Every day Poets & Writers Magazine scans the headlines—from publishing reports to academic announcements to literary dispatches—for all the news that creative writers need to know. Here are today’s stories:
Nobel laureate V. S. Naipaul died on Saturday at the age of eighty-five. Naipaul wrote more than a dozen novels, many of which addressed colonialism and migration. He was “compared in his lifetime to Conrad, Dickens, and Tolstoy” but was also a “lightning rod for criticism, particularly by those who read his portrayals of third-world disarray as apologies for colonialism.” (New York Times)
Several critics have penned remembrances of Naipaul and his complicated legacy. Amit Chaudhuri writes, “That his impact as a formal innovator was greater and more crucial than almost any of his contemporaries’ is something we’re just beginning to understand, because none of us yet have the critical language with which to think of a brown man in that way….” James Wood remembers Naipaul’s “double vision, moving between colonial rim and colonial center, between empathy and shame, pride and humiliation….” (Guardian, New Yorker)
With the rise of Amazon and its own declining sales, Barnes & Noble is in trouble.
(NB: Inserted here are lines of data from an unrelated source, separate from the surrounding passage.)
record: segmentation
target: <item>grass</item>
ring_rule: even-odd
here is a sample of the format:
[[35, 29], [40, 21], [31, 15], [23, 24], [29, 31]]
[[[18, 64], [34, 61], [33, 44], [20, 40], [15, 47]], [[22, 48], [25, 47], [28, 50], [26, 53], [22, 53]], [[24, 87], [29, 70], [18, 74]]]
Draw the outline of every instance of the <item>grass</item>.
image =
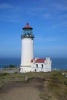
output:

The New York Times takes a closer look at the company’s leadership.
“The face of poetry in the United States looks very different today than it did even a decade ago, and far more like the demographics of Millennial America.” The Atlantic describes how poets like Chen Chen, Layli Long Soldier, and Aziza Barnes are changing contemporary poetry.
A lawyer is organizing a class-action lawsuit on behalf of the authors affected by the embezzlement scandal at literary agency Donadio & Olson. Last month the bookkeeper of the agency pled guilty to embezzling more than $3.3 million. (Publishers Weekly)
David Joy talks with NPR about his new novel, The Line That Held Us, and how rural working-class people are depicted in fiction.
Do I need to go to grad school to be successful as a writer? Kate Zambreno, Edmund White, Rita D. Costello, Christopher Bollen, and Jessica Hopper offer advice. (Creative Independent)
“To read him now is to discover a sharper vision of the world, a higher ecological standard, and a sense of the inherent spirituality of life.” Seán Hewitt revisits the poetry of Gerard Manley Hopkins.